When pursuing a bad faith claim against an insurance company, a policyholder's attorney will seek information that helps establish how the insurer failed to properly handle and/or pay the claim. It is necessary to understand the importance of requesting information about prior similar claims filed by other insureds. When faced with these requests, insurers usually object, claiming the requests are overly broad and burdensome. In this day and age, however, it becomes increasingly difficult for a carrier to assert such objections when taking into consideration the advances in technology and software that enable businesses, to maintain and organize a tremendous amount of information and pull it up with a push of a button.
In this day and age, software programs have virtually taken over the adjustment of claims within and insurance company's claims department. Computers and software programs pretty much run claims adjusting. As a result, carriers are no longer using just paper files to keep track of information on each claim. So, when a policyholder's attorney receives an objection that a request for prior similar claims information is burdensome, this objection must be challenged.
This can be done by obtaining the computer manuals and/or claims processing manuals for the claims department to determine if other similar claim files can be identified.
Discovery in Insurance Bad Faith Cases, Part II, Charles Miller, Insurance Law Center.
The Superior Court of Arizona in Maricopa County addressed this very issue in Stephen T. Russell v. UNUM Life Ins. Co. of America, et al. In Russell, one of the interrogatories to UNUM, the insurer, sought information regarding UNUM's handling of other insureds' claims that were similar to Russell's (the insured plaintiff) claim. UNUM objected as follows:
The information is not easily and readily available through the computer system...and that it [UNUM] did not have a central filing system of all lawsuits filed against it of computerized records containing the information requested.

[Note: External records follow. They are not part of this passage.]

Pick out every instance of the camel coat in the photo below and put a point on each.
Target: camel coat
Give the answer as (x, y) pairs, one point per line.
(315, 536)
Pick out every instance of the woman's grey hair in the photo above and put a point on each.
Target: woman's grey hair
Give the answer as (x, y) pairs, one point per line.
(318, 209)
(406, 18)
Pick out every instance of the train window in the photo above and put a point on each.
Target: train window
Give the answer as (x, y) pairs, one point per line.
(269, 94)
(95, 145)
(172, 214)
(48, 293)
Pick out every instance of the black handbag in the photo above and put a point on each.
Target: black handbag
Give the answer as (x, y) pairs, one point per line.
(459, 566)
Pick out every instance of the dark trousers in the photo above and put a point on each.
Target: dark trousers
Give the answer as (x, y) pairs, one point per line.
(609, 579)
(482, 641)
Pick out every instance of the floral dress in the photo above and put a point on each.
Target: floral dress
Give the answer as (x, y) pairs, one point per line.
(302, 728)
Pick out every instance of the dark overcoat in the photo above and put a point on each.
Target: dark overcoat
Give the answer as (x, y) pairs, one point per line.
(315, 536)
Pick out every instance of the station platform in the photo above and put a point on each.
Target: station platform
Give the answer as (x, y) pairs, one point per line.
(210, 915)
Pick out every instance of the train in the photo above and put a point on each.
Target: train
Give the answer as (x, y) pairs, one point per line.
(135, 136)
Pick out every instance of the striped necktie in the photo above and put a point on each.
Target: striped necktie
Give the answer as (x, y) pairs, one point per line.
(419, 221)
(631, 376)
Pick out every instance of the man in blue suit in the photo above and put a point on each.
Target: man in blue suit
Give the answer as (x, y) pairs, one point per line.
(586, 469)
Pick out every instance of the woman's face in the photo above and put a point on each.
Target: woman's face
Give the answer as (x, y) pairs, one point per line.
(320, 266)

UNUM added that in order to comply with the request, it would have to have someone manually review the files pertaining to each lawsuit in order to pull together the information requested. The Court appointed a special master who exercised his authority to retain a computer expert to access the insurer's computer database and evaluate its capabilities. The special master and computer expert reported to the Court that UNUM had misled the Court with regard to UNUM's computer system's ability to provide the information at issue - information regarding other insureds' similar claims.
UNUM argues that its computer systems could not have accurately and completely answered the interrogatory and all its subparts in 1996 (or even now); that its employees made "inartful" but not intentionally misleading statements to the Court and Discovery Master; that the Discovery Master and his computer expert should have tested UNUM's system in situ; and that the "functional equivalents" analysis used by the Discovery Master was flawed. The Court rejects all such arguments for reasons which were developed and/or stated on the record at the hearing. UNUM's conduct is and should be sanctionable.
Minute Entry, Judge Pendleton Gaines, Superior Court of Arizona, Maricopa County, December 17, 2001.
The trial court ordered UNUM to produce the requested information and sanctioned UNUM for its conduct. When challenged by UNUM, the sanctions were upheld by an appellate court.
Based on the Superior Court of Arizona's Minute Entry in Russell, Maricopa County, there are few things to keep in mind:
- Policyholders' attorneys should not be discouraged by carefully crafted objections asserted by insurers to discovery requests;
- Information regarding other insureds' claims was determined to be discoverable; and
- The Court can and will impose sanctions against a carrier that improperly asserts meritless objections and misrepresents its ability to produce responsive, relevant and non-privileged information and/or documents.